When I was a child and up all night with the stomach flu, my dad would say, “this will pass,” and hand me a wet washcloth. He wasn’t dismissive, but he never babied me. When I lost Shawn, my dad would say, “this is hard,” and sit with me while I cried. He had compassion for how I felt. But he never pitied me.

He knows that it might actually be hard for some people to miss the holidays with family, because everyone has a different situation. But he also knows that for him, this time right now is not actually hard because there are so many other good things he still has in his life. Me and my sister, his four grandkids, the Clark family and golf.

“It’s just different,” he said to me on the phone that day, talking about his life. “But it’s not hard for me right now.”

“Plus,” he said, “I’ve got food. I have heat. I have our family. So really, what can I complain about?”

Image Credit: Stefanie Harrington Photography.


  • carol

    It’s so funny, I’ve been thinking about Thanksgiving and feeling sorry for myself because like so many, we can’t be with our whole family because of a death, or because of COVID. Then I thought to myself, I have things in the midst of the nightmare that is 2020 to be thankful for.

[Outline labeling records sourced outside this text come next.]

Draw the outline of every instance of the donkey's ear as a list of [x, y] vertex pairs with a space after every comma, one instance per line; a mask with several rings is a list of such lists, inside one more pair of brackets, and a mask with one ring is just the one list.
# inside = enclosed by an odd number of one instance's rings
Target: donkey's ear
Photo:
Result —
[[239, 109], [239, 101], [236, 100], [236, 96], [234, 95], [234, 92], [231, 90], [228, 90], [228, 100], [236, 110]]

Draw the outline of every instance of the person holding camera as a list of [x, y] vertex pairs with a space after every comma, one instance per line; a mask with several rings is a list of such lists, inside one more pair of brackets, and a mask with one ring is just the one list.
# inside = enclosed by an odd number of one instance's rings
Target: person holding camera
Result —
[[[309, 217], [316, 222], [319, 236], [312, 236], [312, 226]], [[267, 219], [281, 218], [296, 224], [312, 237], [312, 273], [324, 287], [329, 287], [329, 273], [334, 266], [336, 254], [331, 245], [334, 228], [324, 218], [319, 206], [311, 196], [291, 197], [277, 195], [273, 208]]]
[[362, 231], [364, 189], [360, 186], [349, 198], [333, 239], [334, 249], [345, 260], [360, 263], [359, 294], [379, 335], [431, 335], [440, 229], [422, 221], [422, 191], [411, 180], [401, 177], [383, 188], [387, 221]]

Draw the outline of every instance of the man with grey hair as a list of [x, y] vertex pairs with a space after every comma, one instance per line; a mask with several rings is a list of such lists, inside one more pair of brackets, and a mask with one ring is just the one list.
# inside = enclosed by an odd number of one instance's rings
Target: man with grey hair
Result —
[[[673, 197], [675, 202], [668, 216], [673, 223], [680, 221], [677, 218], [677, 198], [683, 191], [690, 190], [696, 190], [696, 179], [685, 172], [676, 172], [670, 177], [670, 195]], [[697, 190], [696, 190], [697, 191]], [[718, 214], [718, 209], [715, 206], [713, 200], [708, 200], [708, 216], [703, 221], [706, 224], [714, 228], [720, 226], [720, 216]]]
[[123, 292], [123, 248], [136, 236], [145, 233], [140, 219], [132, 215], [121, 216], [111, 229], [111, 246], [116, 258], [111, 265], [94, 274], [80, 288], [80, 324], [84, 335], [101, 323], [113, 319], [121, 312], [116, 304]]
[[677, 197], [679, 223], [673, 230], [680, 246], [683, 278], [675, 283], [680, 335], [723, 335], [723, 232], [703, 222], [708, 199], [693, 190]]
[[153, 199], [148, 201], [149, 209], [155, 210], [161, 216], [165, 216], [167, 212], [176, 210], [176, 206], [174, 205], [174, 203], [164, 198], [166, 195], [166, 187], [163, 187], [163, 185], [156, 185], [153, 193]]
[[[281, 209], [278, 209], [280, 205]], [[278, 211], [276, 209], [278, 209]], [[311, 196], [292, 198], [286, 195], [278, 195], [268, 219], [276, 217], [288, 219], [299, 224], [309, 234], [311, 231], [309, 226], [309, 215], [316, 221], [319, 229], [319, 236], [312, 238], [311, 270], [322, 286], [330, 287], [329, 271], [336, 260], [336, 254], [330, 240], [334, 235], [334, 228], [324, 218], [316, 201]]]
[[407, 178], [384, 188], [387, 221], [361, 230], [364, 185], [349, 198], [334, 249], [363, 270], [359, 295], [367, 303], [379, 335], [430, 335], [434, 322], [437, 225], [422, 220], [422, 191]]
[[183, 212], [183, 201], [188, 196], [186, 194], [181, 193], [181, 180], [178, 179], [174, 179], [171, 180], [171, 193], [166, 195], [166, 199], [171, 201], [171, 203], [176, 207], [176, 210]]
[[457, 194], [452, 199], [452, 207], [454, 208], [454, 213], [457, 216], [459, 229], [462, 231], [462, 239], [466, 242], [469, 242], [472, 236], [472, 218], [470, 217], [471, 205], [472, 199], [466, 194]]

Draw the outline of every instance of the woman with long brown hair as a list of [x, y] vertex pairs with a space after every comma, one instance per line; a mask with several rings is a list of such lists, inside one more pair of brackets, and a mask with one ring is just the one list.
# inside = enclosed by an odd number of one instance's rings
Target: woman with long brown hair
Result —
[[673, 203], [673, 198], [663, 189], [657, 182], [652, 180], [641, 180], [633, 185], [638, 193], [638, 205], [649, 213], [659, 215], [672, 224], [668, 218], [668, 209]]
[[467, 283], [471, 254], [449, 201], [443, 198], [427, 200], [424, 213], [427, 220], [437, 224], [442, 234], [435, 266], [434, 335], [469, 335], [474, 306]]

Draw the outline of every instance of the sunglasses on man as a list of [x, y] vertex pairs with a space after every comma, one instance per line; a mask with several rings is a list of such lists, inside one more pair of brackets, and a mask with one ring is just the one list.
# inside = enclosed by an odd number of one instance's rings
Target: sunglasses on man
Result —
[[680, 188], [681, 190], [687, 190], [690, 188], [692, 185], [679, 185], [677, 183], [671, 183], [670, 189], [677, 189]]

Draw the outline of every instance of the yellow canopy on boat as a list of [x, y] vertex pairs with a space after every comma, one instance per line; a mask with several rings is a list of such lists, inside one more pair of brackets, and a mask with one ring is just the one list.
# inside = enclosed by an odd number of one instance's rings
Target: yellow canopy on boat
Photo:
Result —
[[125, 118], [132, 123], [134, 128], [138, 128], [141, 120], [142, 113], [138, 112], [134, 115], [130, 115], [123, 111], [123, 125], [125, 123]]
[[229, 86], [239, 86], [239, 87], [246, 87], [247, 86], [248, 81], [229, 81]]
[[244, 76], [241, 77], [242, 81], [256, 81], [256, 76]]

    My FIL passed in April from complications of cancer; because of COVID, we couldn’t go to the hospital to see him but his Dr’s were able to get him out of the hospital and home with hospice so we could be there with him in his final hours which was an honor and privilege that so many people were denied because of the pandemic.

    I know of at least 3 other friends who lost a Father or Father in Law as well, it’s different for sure but it makes us change our perspective. Gratitude is the attitude. I wish you and your well.

    • M Brimley

      Gratitude is so important AND what you – and many others – have gone through is SO HARD. I think we can hold both things at the same time. I’ll be thinking of you and your family, knowing that we all wish we could be hugging each other and celebrating in person…but also knowing that those days will return.